A viagem do casal para a ilha, em Nuvens Flutuantes (Ukigumo, 1955), faz com que a tensão que os acompanhava dê lugar a uma resignação que se adensa conforme aumentam a chuva e a distância da cidade. Não há mais vida fora daquela relação, mas a vida dentro dela também não é suficiente. Resta apenas a espera inconsciente pela separação, como uma dimensão subjacente aos planos, se alimentando das elipses, até tomar forma na morte de Yukiko (Hideko Takamine), abatendo o personagem de Masayuki Mori com a mesma violência da tempestade que o cerca. Existe a intensidade, mas não o choque ou a surpresa. Todos os elementos já estavam dados no início da viagem; o que presenciamos é a reação de suas propriedades isoladas e concentradas.

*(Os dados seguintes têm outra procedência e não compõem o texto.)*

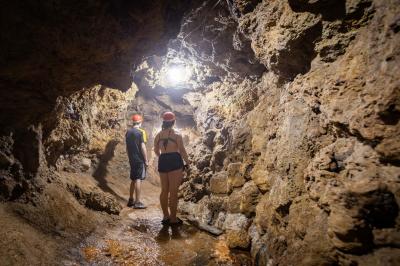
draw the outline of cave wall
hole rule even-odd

A última cena de Correnteza (Nagareru, 1956), com as gueixas reunidas para um número musical, mostra a sutileza do tratamento de Naruse para as consequências dessa espera. Observamos a convergência das personagens num mesmo ritual, os corpos marcados pelo cansaço, os olhares de Rika (Kinuyo Tanaka) em cumplicidade silenciosa. No andar de cima da casa, Katsuyo (Takamine) mantém o ruído constante da máquina de costura, a contraparte do shamisen de sua mãe. Reconhecemos essas mulheres, fomos apresentados a elas e seguimos suas trajetórias, mas de alguma maneira a unidade inicial havia sido dispersa na evolução da narrativa. A conclusão funciona não como uma inversão, mas como o coalescimento das partes pela sugestão, o fechamento de um círculo cujos contornos foram dados apenas por algumas tangentes. O mistério reside nessa quantidade mínima de referências, na diminuição do fluxo dramático que termina por reforçá-lo.

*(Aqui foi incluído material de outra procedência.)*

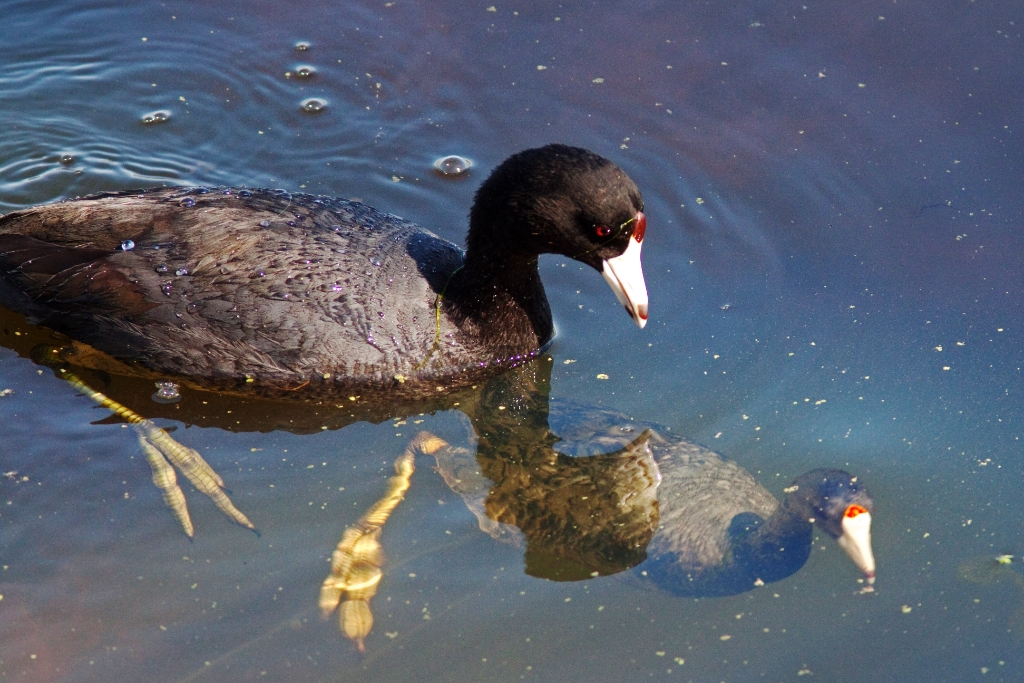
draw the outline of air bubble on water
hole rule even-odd
[[[260,221],[260,227],[261,228],[269,228],[270,227],[270,221]]]
[[[466,157],[450,154],[434,162],[434,168],[445,177],[460,176],[469,170],[473,162]]]
[[[182,275],[188,275],[188,268],[178,268],[176,271],[174,271],[174,274],[179,277]]]
[[[327,100],[322,100],[319,97],[310,97],[307,100],[302,100],[300,108],[307,114],[319,114],[327,108]]]
[[[312,78],[316,75],[316,69],[308,64],[295,67],[295,75],[299,78]]]
[[[142,115],[142,122],[145,124],[151,123],[167,123],[171,120],[171,112],[166,109],[158,109],[151,111],[148,114]]]
[[[184,206],[186,209],[195,205],[196,200],[192,199],[191,197],[185,197],[180,202],[178,202],[178,206]]]
[[[163,292],[165,295],[170,296],[171,295],[171,283],[170,282],[165,282],[162,285],[160,285],[160,291]]]
[[[181,400],[181,389],[174,382],[157,382],[152,399],[157,403],[177,403]]]
[[[305,52],[308,49],[309,49],[309,41],[300,40],[299,42],[295,43],[295,51],[296,52]]]
[[[71,154],[61,154],[60,163],[62,166],[70,166],[75,163],[75,157]]]
[[[155,270],[158,273],[166,273],[170,269],[167,267],[166,263],[160,263],[155,268],[153,268],[153,270]]]
[[[238,196],[239,197],[251,197],[252,196],[252,192],[250,192],[249,190],[239,190],[238,191]]]
[[[135,248],[135,242],[131,240],[124,240],[121,242],[121,251],[131,251]]]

O exemplo mais precioso, e que representa mais claramente o quanto as preocupações de Naruse se dão no domínio do tempo, é o final de Tormento (Midareru), sua última colaboração com Takamine. O filme conta a história de Reiko, que durante 18 anos se dedicou à loja de sua sogra e à memória do marido, morto na guerra. A modernização do comércio é a catalisadora dos conflitos: é o que aproxima Reiko de seu cunhado, o que converte essa proximidade em paixão, e o que leva a reticência da personagem aos seus limites. Assim como a pequena loja parece não suportar a aceleração das mudanças, Reiko não suporta o peso da nova relação e decide se afastar. Esse afastamento é ao mesmo tempo físico e dramático, pois é na viagem de trem que ela se retira da cidade e das preocupações com a família. Ela se descobre acompanhada pelo cunhado, que a seguiu até o trem, e ambos são direcionados para uma área mais remota, intocada pelo contexto urbano.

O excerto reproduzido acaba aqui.